One morning, as I was spending time in the Bible, I came across the following passage…
As Jesus and the disciples continued on their way to Jerusalem, they came to a certain village where a woman named Martha welcomed him into her home. Her sister, Mary, sat at the Lord’s feet, listening to what he taught. But Martha was distracted by the big dinner she was preparing. She came to Jesus and said, Lord, doesn’t it seem unfair to you that my sister just sits here while I do all the work? Tell her to come and help me.”
But the Lord said to her, “My dear Martha, you are worried and upset over all these details! There is only one thing worth being concerned about. Mary has discovered it, and it will not be taken away from her.”
Luke 10:38-42 NLT
I struck fire. After I read this, I couldn’t continue reading on through the next chapter. This passage brought to light an unsettledness in my heart I didn’t realize was there before. It showed me that I had been striving too much lately.
I had been trying to do everything perfectly. I’ve been trying to navigate my friendships perfectly. I’ve been trying to be perfect at work. I’ve been trying to be perfect at making meals for my family. I’ve been trying to manage my time perfectly. I’ve even been trying to control my thoughts and emotions perfectly.
When I read this passage, I felt like the Lord was saying to me, Kristen, you are worried and upset over too many details! There is only one thing worth being concerned about.
I get distracted by the “big dinner” I am preparing for the Lord. I get so hyper focused on doing my absolute perfect-best that I end up getting stressed and frazzled. I make great efforts to achieve great things.
But then the Lord whispers, “There is only one thing worth being concerned about.”

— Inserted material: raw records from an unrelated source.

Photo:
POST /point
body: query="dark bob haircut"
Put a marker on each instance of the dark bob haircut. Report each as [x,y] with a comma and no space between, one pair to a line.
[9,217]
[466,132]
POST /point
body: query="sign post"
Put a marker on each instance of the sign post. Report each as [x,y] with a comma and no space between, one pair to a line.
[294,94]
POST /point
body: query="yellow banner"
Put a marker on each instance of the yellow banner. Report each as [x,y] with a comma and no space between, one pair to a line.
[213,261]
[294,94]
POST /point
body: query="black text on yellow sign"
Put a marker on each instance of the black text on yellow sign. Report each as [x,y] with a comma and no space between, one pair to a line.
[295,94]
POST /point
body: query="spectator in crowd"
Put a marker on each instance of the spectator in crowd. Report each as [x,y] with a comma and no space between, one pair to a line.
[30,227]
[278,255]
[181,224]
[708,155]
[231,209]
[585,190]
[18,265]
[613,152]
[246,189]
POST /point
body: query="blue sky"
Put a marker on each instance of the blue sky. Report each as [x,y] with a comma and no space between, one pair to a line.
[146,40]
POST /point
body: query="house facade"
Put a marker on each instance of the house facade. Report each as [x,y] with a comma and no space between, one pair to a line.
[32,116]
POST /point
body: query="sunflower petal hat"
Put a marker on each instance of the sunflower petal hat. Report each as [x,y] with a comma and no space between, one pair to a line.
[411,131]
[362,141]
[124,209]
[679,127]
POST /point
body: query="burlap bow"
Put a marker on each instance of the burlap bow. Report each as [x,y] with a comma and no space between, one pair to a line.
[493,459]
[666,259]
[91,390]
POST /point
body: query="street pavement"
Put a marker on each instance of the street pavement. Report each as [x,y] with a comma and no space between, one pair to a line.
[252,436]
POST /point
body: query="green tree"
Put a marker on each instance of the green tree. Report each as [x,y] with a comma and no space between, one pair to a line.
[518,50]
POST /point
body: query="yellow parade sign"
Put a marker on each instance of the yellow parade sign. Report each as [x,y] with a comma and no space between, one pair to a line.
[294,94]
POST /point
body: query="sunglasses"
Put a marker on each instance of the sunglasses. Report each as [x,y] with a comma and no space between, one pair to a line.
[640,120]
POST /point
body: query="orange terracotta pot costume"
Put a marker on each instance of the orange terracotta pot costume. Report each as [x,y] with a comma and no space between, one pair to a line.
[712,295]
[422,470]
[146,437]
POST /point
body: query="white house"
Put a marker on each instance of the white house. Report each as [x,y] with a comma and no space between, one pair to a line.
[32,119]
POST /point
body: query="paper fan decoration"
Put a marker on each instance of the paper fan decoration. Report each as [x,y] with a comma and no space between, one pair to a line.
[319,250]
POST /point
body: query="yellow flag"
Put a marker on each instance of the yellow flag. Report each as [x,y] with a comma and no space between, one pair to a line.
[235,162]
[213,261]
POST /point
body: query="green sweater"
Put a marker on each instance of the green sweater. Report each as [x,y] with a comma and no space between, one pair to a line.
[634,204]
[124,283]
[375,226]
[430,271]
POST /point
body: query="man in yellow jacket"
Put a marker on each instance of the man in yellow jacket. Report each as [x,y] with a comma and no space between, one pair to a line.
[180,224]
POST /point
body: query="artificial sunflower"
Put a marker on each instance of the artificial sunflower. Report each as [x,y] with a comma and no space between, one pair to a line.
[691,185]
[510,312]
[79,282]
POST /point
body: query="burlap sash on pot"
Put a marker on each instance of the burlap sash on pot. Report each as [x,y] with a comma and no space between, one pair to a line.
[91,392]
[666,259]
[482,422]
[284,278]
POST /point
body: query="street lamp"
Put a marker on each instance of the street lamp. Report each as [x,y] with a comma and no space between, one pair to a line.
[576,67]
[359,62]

Time spent with the Lord is all that really matters. It is the only thing worth being concerned about. When we spend time with the Lord we learn how to put our hope in him and not in our abilities. When we spend time with the Lord we learn how to be patient and wait for his best. It is there, at his feet, that we learn humility and what it really looks like to offer mercy and gentleness to our enemies. In him we find strength in light of our weakness.
Our hearts are not at peace when we are doing things for him – our hearts are at peace when we are abiding with him.
How can we point others to Jesus if we don’t know who he is or where he’s found? How can we serve one another in love if we haven’t learned what love is from him? How can we offer mercy when we’ve never experienced his mercy? How can we ask people to repent when we’ve not repented? Maybe an ability to serve others and point them to Jesus will result from our time spent abiding. But in the end, our relationship with Jesus is all that is worth being concerned about. Our service to the Lord shouldn’t be our focus. We’re not hired salesmen trying to earn a big commission. We’re children of God. We’re heirs with Christ. We’re adopted into his family.
Our service to the Lord should be a result of the relationship we have with him, and come from a deeply rooted desire to invite others to experience what we have. God loves the people in our lives so much and wishes that as many as possible would come to know him in this way.
And he wishes that we would know him in this way.
So where do we go from here? We go to the Bible. We pray. We put down the details and spend some time a Jesus’s feet.
Father, I pray that you will help us to stop worrying about the details. Please put our eyes back on you. So much of what we do is born out of the need to produce – the need to be good at something or to be somebody of worth. But we find our worth in you. And we look to you to fill our hearts, and we ask that you would fill us to overflow so that other’s may be encouraged to look to you as well. You are the goal. Should all else be taken away but you remain, still my soul would be at peace. May your kingdom come and your will be done here on earth, just as it is in heaven.